Visual FoxPro, like Visual C++, is a hybrid language. This means that the developers have the option of developing applications using OOP methods or modular programming. If you develop applications in other languages, such as SmallTalk, you must use OOP.

If Visual FoxPro does not require the use of OOP, why should you consider leaving the warm comfort of developing the old way to go to the radically new mind-set of OOP? To answer this question, it is first necessary to review the background of what is called the software crisis.

The Software Crisis

Businesses today are experiencing a software crisis that stems from the inability of today's programming methodologies to adapt to the rapidly changing world of business. Applications developed in modular form often require a long development cycle, are based on marginally reusable code bases, and are frequently outdated before they hit the user's desk. The premise of modular development is to create software based on modules that are typically, by their very nature, different from business to business and even from department to department within a single company. In today's global business environment, companies need the diversity of an operating system or programming language that will enable them to develop programs or software that is cost efficient to produce and deploy in many working environments. For example, an inventory control program written to work in an American company might not have all the functionality that would be needed to work in a Mexican company. Visual FoxPro is one of the programming languages that is adaptable enough to enable the developer the versatility to quickly meet the needs of most companies in many situations.
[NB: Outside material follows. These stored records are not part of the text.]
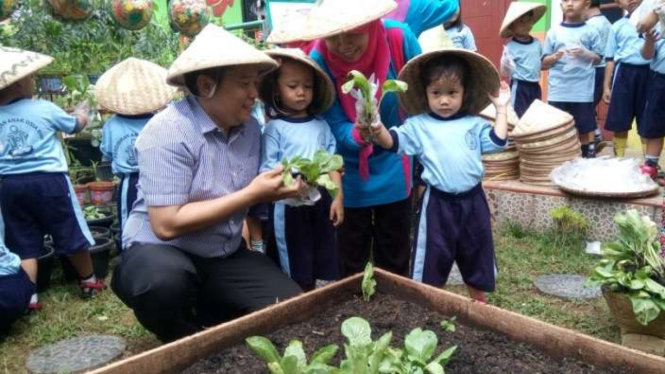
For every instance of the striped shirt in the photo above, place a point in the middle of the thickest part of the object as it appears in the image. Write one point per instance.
(183, 158)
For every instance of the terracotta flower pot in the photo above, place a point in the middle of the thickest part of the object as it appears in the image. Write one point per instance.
(101, 193)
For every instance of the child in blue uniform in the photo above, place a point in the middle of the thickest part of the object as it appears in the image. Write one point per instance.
(459, 33)
(571, 52)
(37, 197)
(447, 89)
(626, 92)
(654, 112)
(133, 89)
(596, 18)
(304, 236)
(524, 52)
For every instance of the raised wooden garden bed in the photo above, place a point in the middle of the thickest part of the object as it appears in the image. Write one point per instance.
(535, 335)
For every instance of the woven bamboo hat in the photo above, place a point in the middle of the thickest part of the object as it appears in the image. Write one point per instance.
(516, 10)
(324, 95)
(16, 64)
(483, 80)
(215, 47)
(330, 17)
(134, 87)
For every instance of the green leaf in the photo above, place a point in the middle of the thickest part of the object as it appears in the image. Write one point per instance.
(368, 283)
(421, 344)
(357, 331)
(294, 349)
(263, 348)
(325, 354)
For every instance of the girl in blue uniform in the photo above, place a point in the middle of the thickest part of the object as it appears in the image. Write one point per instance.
(36, 196)
(133, 89)
(304, 236)
(447, 90)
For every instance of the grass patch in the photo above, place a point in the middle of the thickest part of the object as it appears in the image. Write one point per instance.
(522, 256)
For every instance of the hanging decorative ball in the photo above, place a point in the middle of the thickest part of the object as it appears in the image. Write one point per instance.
(189, 16)
(7, 7)
(71, 10)
(131, 14)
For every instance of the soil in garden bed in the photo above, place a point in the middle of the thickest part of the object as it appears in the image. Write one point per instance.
(478, 351)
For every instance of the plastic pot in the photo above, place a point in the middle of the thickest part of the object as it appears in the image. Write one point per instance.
(44, 268)
(101, 193)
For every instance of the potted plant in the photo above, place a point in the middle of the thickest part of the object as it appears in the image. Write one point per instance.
(632, 275)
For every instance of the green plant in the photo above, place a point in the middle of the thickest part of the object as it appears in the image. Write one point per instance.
(366, 91)
(369, 283)
(569, 226)
(313, 172)
(635, 265)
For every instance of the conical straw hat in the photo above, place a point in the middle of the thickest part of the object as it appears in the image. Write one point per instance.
(540, 117)
(215, 47)
(330, 17)
(16, 64)
(134, 87)
(516, 10)
(483, 80)
(323, 98)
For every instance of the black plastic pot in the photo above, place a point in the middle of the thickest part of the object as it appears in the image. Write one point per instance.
(105, 222)
(99, 232)
(44, 268)
(99, 253)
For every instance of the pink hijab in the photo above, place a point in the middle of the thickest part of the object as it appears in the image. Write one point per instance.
(375, 60)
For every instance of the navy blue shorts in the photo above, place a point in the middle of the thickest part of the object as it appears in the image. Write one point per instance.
(654, 112)
(629, 97)
(126, 197)
(454, 228)
(15, 293)
(305, 241)
(524, 94)
(37, 204)
(583, 113)
(599, 86)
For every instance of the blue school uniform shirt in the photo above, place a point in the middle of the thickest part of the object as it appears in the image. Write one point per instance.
(462, 37)
(526, 56)
(603, 25)
(289, 137)
(624, 44)
(577, 84)
(28, 137)
(118, 142)
(449, 149)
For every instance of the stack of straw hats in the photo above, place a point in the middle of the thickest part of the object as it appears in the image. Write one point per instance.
(545, 137)
(505, 165)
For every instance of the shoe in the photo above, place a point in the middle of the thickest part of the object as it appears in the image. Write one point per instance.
(89, 290)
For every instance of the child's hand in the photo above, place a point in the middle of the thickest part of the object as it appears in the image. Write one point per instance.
(337, 211)
(501, 98)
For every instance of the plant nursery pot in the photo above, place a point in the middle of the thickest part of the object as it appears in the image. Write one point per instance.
(44, 268)
(101, 193)
(101, 222)
(81, 191)
(320, 307)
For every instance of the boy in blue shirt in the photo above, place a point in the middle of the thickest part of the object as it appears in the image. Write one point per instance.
(596, 18)
(37, 197)
(133, 89)
(626, 92)
(523, 53)
(571, 51)
(654, 111)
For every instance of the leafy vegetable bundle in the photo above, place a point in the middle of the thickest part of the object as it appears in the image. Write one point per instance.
(313, 172)
(364, 91)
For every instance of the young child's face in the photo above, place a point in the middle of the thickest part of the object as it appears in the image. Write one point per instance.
(295, 86)
(523, 25)
(628, 5)
(574, 9)
(445, 96)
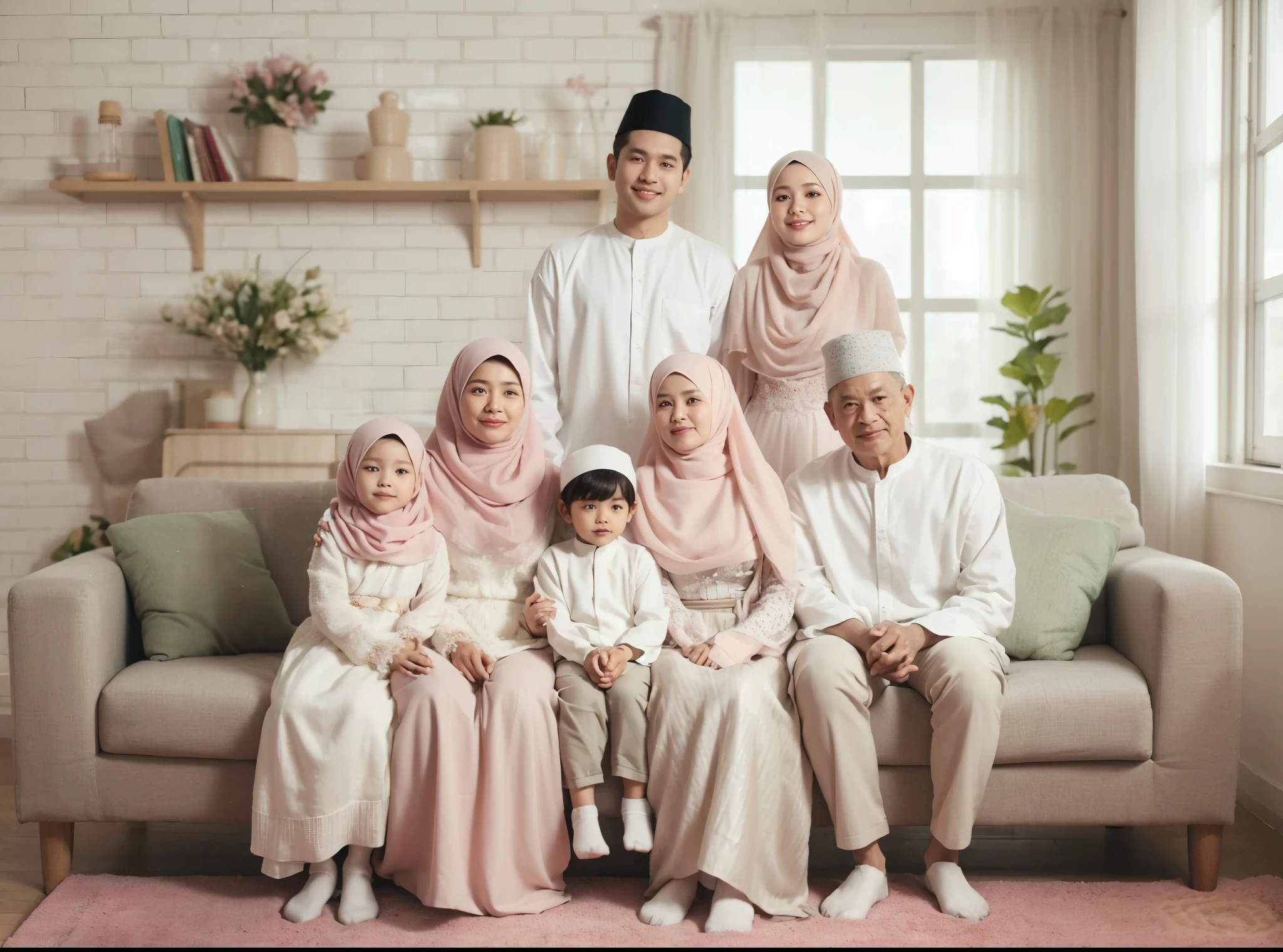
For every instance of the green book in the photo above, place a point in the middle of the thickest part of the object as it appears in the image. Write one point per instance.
(179, 150)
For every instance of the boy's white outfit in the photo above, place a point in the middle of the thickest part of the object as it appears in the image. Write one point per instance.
(603, 311)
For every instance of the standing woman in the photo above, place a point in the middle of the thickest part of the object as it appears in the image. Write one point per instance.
(804, 284)
(476, 822)
(729, 784)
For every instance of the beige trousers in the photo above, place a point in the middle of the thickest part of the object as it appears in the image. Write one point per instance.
(963, 681)
(588, 715)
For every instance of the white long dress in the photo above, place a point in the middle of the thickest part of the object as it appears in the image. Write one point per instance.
(323, 777)
(729, 783)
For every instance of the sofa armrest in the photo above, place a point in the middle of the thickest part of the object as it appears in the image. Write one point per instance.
(1182, 624)
(68, 636)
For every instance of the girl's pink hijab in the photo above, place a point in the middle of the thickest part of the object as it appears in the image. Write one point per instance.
(401, 538)
(719, 505)
(491, 499)
(788, 301)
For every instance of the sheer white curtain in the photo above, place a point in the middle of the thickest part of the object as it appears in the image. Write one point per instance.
(693, 62)
(1177, 192)
(1055, 158)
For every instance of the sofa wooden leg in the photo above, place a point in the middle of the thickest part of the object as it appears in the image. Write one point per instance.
(1205, 856)
(56, 852)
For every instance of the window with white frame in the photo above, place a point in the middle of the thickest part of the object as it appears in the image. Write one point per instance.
(900, 125)
(1267, 258)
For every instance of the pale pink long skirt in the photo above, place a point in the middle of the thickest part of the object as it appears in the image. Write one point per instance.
(476, 822)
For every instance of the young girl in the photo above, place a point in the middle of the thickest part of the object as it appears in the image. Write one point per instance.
(378, 588)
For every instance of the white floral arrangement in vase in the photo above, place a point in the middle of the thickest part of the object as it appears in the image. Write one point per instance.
(257, 320)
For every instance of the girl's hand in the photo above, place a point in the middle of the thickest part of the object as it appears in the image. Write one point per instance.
(412, 660)
(472, 663)
(539, 611)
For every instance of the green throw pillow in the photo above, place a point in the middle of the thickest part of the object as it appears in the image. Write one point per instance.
(200, 586)
(1061, 562)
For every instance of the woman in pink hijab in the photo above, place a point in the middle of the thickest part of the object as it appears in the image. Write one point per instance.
(729, 784)
(476, 822)
(804, 284)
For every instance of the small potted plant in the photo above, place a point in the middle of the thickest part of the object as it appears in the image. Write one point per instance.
(257, 320)
(497, 145)
(278, 96)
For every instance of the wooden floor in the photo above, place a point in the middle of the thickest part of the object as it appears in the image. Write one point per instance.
(997, 852)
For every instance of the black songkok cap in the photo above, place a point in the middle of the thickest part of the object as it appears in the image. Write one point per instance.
(658, 112)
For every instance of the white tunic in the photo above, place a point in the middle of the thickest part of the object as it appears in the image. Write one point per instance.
(928, 544)
(324, 753)
(603, 311)
(606, 596)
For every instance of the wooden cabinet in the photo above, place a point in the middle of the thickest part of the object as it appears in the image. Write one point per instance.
(278, 456)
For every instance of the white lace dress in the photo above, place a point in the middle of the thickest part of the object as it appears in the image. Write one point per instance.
(788, 420)
(729, 783)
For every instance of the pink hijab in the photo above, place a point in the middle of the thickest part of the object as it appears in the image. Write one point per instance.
(719, 505)
(491, 499)
(788, 301)
(401, 538)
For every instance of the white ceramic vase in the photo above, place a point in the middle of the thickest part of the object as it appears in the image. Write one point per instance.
(275, 157)
(258, 408)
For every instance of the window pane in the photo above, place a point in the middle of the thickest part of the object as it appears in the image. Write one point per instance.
(1272, 61)
(772, 113)
(950, 121)
(1272, 212)
(750, 217)
(1272, 366)
(957, 367)
(950, 244)
(866, 127)
(878, 221)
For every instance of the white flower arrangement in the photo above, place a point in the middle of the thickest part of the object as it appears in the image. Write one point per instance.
(256, 320)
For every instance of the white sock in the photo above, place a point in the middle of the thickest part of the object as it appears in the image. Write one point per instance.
(865, 887)
(732, 911)
(672, 904)
(636, 825)
(357, 903)
(953, 893)
(590, 843)
(308, 903)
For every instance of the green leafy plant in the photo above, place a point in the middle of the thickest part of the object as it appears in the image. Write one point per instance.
(497, 117)
(1034, 420)
(84, 539)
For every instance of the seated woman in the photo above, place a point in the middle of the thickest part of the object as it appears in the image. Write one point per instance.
(476, 822)
(804, 284)
(729, 784)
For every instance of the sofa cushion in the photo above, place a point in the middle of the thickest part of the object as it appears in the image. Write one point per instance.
(189, 707)
(1094, 707)
(286, 515)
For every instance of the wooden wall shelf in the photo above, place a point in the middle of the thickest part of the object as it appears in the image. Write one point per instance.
(197, 194)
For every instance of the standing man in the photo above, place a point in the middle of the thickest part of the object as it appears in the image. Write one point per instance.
(607, 306)
(906, 575)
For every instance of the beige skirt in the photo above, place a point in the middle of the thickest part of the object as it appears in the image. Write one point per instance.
(729, 783)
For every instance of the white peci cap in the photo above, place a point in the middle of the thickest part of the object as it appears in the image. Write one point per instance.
(859, 353)
(598, 457)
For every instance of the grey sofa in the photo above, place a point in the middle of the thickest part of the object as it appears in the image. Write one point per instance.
(1140, 729)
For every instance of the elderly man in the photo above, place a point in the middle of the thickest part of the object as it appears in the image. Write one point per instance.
(906, 576)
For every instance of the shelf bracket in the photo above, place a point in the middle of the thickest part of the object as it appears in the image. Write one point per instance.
(197, 219)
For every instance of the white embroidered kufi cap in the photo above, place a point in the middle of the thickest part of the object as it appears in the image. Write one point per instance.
(598, 457)
(859, 353)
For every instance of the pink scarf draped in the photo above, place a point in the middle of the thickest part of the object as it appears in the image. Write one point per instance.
(491, 499)
(788, 301)
(401, 538)
(719, 505)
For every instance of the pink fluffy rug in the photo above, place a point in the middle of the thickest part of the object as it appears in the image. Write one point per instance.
(244, 911)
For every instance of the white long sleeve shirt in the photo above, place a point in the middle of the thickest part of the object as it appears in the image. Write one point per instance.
(603, 311)
(606, 596)
(927, 544)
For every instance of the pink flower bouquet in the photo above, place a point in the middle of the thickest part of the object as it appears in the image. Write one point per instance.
(279, 91)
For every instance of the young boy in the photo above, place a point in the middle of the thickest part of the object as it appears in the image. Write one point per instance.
(605, 616)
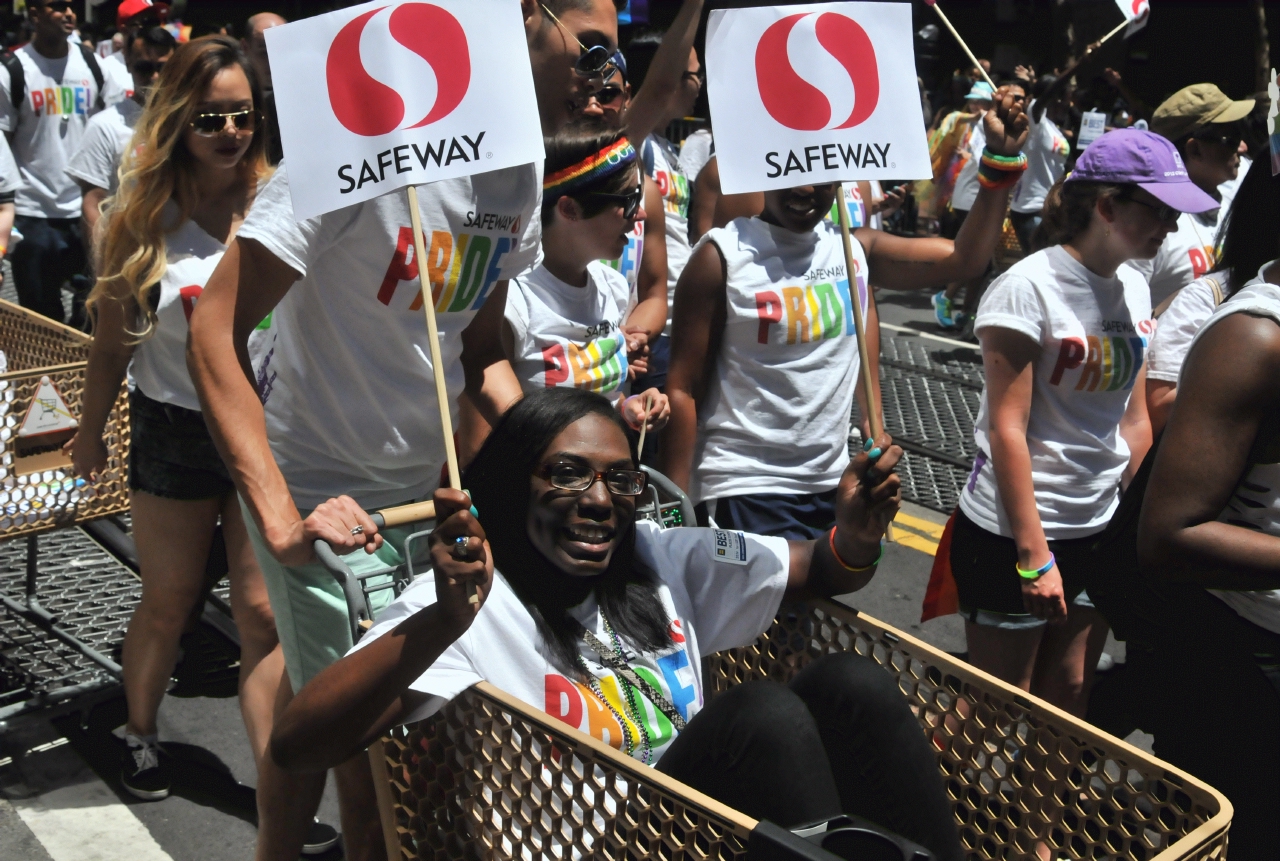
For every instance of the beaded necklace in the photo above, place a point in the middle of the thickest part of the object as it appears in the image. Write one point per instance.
(630, 705)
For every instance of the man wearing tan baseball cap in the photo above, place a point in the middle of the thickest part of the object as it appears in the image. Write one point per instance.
(1205, 124)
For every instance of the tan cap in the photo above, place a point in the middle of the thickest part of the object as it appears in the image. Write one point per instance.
(1192, 108)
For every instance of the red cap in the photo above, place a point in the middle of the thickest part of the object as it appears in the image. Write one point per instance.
(133, 8)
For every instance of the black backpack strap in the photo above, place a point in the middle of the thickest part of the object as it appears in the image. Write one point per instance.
(96, 71)
(17, 78)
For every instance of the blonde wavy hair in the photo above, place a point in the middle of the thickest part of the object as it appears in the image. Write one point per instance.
(129, 243)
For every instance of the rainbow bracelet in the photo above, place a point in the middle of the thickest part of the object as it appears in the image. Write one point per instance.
(1000, 172)
(1040, 572)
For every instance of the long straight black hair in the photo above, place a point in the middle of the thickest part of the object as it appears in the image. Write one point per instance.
(1251, 236)
(498, 480)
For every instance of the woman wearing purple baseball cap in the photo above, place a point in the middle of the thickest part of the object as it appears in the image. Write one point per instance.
(1064, 335)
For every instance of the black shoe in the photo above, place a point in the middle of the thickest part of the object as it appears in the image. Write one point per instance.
(144, 774)
(320, 838)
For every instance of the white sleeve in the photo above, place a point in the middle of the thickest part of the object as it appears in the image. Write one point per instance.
(95, 160)
(10, 179)
(8, 113)
(528, 253)
(1175, 330)
(272, 223)
(517, 314)
(1011, 302)
(734, 581)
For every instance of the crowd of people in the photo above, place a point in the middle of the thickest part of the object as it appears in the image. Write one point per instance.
(280, 389)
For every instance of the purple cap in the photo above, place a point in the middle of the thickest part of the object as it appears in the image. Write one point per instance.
(1146, 160)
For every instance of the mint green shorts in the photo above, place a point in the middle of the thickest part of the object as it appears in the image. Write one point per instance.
(309, 604)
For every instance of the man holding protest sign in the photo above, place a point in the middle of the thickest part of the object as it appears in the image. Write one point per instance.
(344, 420)
(769, 310)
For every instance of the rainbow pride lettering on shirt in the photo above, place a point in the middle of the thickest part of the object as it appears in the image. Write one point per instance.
(598, 365)
(62, 101)
(461, 269)
(803, 314)
(1105, 362)
(580, 708)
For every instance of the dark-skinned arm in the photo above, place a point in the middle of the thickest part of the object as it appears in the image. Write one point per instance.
(867, 500)
(904, 264)
(698, 325)
(357, 697)
(650, 311)
(1226, 392)
(650, 105)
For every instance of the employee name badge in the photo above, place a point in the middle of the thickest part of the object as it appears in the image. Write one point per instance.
(1092, 126)
(730, 546)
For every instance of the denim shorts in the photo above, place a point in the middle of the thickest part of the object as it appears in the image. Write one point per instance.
(172, 453)
(988, 587)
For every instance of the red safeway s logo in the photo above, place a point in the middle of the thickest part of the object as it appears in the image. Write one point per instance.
(796, 102)
(365, 105)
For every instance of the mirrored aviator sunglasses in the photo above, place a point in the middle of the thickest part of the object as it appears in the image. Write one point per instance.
(576, 477)
(210, 124)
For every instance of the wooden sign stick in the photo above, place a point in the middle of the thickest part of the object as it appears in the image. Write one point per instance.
(963, 45)
(873, 416)
(442, 393)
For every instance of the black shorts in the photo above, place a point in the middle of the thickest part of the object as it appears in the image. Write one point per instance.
(984, 567)
(172, 453)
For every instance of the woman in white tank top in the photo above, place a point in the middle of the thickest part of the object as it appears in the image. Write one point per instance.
(766, 365)
(562, 323)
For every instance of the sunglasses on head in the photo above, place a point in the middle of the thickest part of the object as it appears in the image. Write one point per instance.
(243, 120)
(576, 477)
(630, 202)
(147, 68)
(593, 62)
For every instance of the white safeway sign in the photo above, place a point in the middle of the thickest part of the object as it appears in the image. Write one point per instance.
(814, 94)
(387, 95)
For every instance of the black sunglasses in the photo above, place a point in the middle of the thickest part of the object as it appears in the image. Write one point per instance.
(593, 62)
(147, 68)
(629, 202)
(243, 120)
(1164, 211)
(576, 477)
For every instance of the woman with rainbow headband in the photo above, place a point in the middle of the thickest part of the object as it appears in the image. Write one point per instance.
(562, 323)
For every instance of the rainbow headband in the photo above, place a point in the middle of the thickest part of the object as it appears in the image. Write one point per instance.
(609, 160)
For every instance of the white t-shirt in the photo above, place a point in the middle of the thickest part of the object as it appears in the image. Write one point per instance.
(1256, 502)
(350, 392)
(10, 178)
(695, 152)
(776, 415)
(967, 182)
(629, 264)
(1184, 316)
(662, 165)
(97, 160)
(1046, 160)
(720, 590)
(1093, 334)
(62, 95)
(1185, 255)
(570, 335)
(117, 81)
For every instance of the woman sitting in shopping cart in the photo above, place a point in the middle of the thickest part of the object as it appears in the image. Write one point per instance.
(602, 619)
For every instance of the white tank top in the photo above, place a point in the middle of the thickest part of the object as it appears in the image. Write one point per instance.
(776, 417)
(570, 335)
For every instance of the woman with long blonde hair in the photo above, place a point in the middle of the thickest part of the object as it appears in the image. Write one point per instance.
(193, 168)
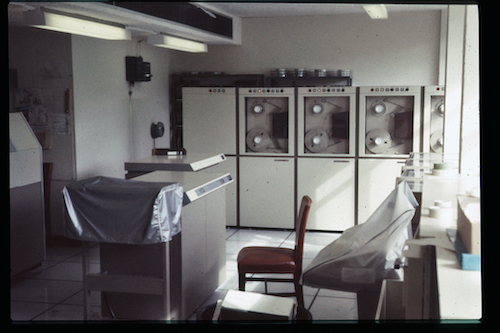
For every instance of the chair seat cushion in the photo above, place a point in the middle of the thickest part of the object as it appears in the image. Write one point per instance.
(261, 259)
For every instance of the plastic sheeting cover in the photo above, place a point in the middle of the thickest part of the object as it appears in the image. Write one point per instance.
(111, 210)
(364, 255)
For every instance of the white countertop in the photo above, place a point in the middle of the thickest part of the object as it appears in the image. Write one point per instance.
(188, 162)
(459, 290)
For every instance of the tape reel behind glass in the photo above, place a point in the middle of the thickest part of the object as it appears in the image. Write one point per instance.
(326, 125)
(389, 124)
(267, 125)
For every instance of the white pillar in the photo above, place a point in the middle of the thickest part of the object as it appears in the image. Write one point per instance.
(454, 79)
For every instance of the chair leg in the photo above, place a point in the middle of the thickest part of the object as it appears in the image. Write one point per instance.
(241, 281)
(299, 293)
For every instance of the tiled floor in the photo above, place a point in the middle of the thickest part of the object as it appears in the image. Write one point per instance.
(53, 291)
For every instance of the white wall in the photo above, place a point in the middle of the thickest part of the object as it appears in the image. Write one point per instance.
(112, 127)
(403, 49)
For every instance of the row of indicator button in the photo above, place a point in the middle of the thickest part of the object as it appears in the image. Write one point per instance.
(326, 90)
(389, 89)
(265, 90)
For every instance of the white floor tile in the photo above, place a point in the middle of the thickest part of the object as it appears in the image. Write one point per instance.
(24, 311)
(65, 270)
(54, 290)
(46, 291)
(333, 308)
(234, 246)
(260, 235)
(68, 312)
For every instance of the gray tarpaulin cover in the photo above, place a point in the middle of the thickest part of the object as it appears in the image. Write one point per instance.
(364, 255)
(112, 210)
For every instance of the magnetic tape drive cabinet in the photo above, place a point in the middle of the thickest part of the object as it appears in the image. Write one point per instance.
(326, 121)
(326, 136)
(267, 121)
(209, 126)
(389, 129)
(389, 121)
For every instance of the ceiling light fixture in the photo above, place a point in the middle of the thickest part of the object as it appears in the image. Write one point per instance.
(177, 43)
(376, 11)
(74, 25)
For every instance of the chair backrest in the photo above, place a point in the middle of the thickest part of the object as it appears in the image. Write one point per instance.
(300, 230)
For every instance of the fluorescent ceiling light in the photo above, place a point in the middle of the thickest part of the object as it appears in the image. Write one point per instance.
(76, 26)
(176, 43)
(376, 11)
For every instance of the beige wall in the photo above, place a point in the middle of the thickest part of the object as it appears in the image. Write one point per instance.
(403, 49)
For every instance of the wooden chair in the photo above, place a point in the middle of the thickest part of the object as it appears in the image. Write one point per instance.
(277, 260)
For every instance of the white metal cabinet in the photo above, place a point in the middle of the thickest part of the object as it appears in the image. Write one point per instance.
(209, 120)
(267, 121)
(330, 184)
(229, 166)
(376, 180)
(267, 192)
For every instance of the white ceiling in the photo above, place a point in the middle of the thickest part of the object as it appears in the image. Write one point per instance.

Take the example of accounting applications. At the most basic level, they are the same: accounts receivable programs that manage and track the money owed to the company, accounts payable programs manage the bills owed by the company, and so on. However, when you drill down to the operations of the individual business functions, differences typically arise from organization to organization. For example, the format of a bill for a service organization is different from the format of a bill for a merchandising firm.

When software is developed in modules, as it was in FoxPro 2.x, individual programs are combined to create an application. If an application is brought from one company to another, or even from one department to another, typically the software is copied and the source code is modified to fit the requirements of the new users. Imagine what happens when an upgrade is released for the original software. The new users do not get the benefits of the new upgrade unless a second effort is made to incorporate the changes into the copied version. If a bug is found in one version of the software, the software must be fixed in two places. Obviously, this is not the best way to do things.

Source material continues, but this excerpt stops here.